Lupin’s face had hardened, and there was self-disgust in his voice. “All this year, I have been battling with myself, wondering whether I should tell Dumbledore that Sirius was an Animagus. But I didn’t do it. Why? Because I was too cowardly. It would have meant admitting that I’d betrayed his trust while I was at school, admitting that I’d led others along with me. . . and Dumbledore’s trust has meant everything to me. He let me into Hogwarts as a boy, and he gave me a job when I have been shunned all my adult life, unable to find paid work because of what I am. And so I convinced myself that Sirius was getting into the school using dark arts he learned from Voldemort, that being an Animagus had nothing to do with it. . . so, in a way, Snape’s been right about me all along. ”
“Snape?” said Black harshly, taking his eyes off Scabbers; for the first time in minutes and looking up at Lupin. “What’s Snape got to do with it?”
“He’s here, Sirius,” said Lupin heavily. “He’s teaching here as well. ” He looked up at Harry, Ron, and Hermione.
“Professor Snape was at school with us. He fought very hard against my appointment to the Defense Against the Dark Arts job. He has been telling Dumbledore all year that I am not to be trusted. He has his reasons. . . you see, Sirius here played a trick on him which nearly killed him, a trick which involved me –”
Black made a derisive noise.
“It served him right,” he sneered. “Sneaking around, trying to find out what we were up to. . . hoping he could get us expelled. . . . ”

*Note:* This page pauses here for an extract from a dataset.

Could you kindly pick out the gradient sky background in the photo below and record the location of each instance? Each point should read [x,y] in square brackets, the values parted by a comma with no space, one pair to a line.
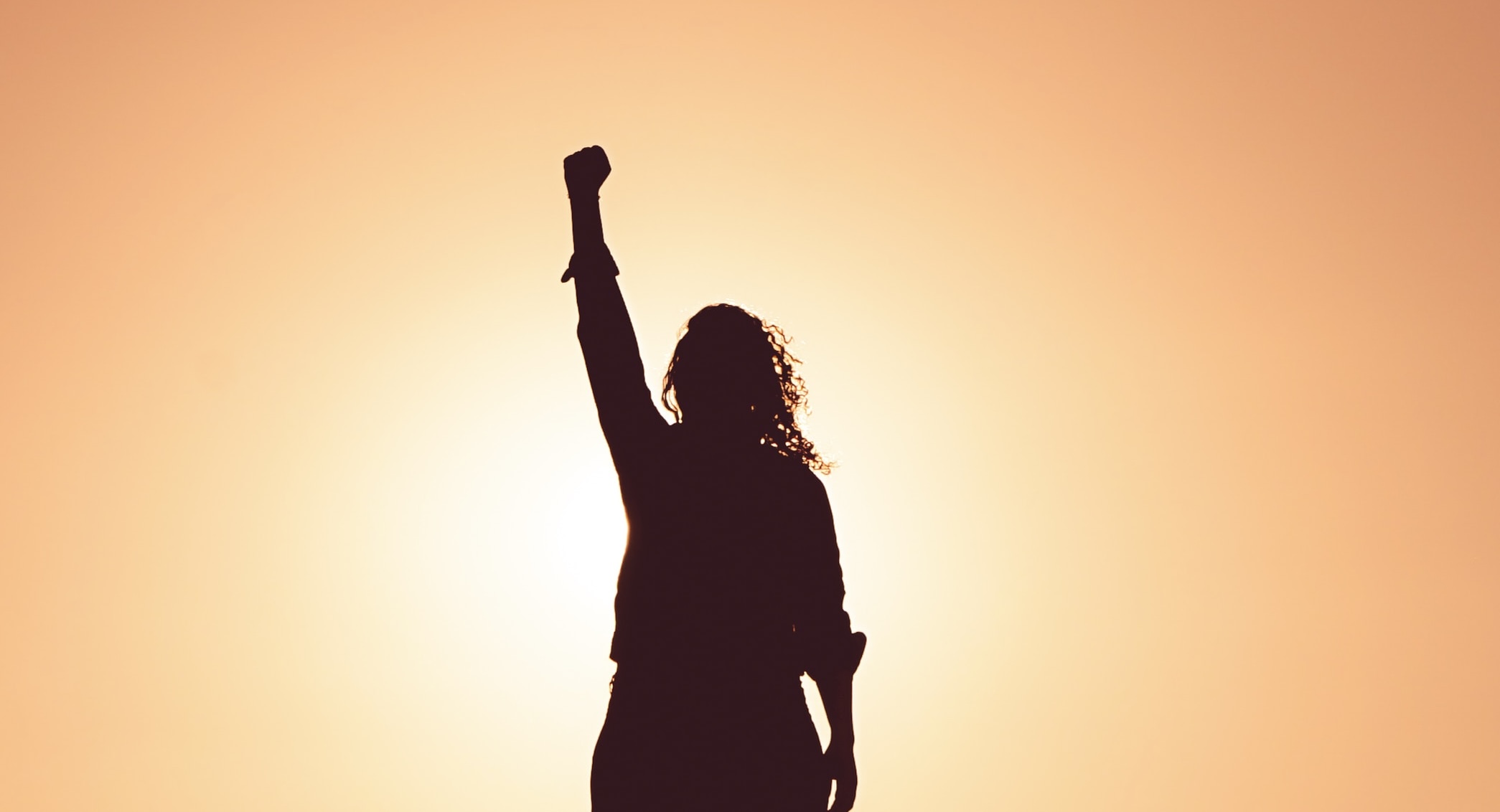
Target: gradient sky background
[1158,345]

“Severus was very interested in where I went every month. ” Lupin told Harry, Ron, and Hermione. “We were in the same year, you know, and we — er — didn’t like each other very much. He especially disliked James. Jealous, I think, of James’s talent on the Quidditch field. . . anyway Snape had seen me crossing the grounds with Madam Pomfrey one evening as she led me toward the Whomping Willow to transform. Sirius thought it would be — er — amusing, to tell Snape all he had to do was prod the knot on the tree trunk with a long stick, and he’d be able to get in after me. Well, of course, Snape tried it — if he’d got as far as this house, he’d have met a fully grown werewolf — but your father, who’d heard what Sirius had done, went after Snape and pulled him back, at great risk to his life. . . Snape glimpsed me, though, at the end of the tunnel. He was forbidden by Dumbledore to tell anybody, but from that time on he knew what I was. . . . ”
“So that’s why Snape doesn’t like you,” said Harry slowly, “because he thought you were in on the joke?”
“That’s right,” sneered a cold voice from the wall behind Lupin.
Severus Snape was pulling off the Invisibility Cloak, his wand pointing directly at Lupin.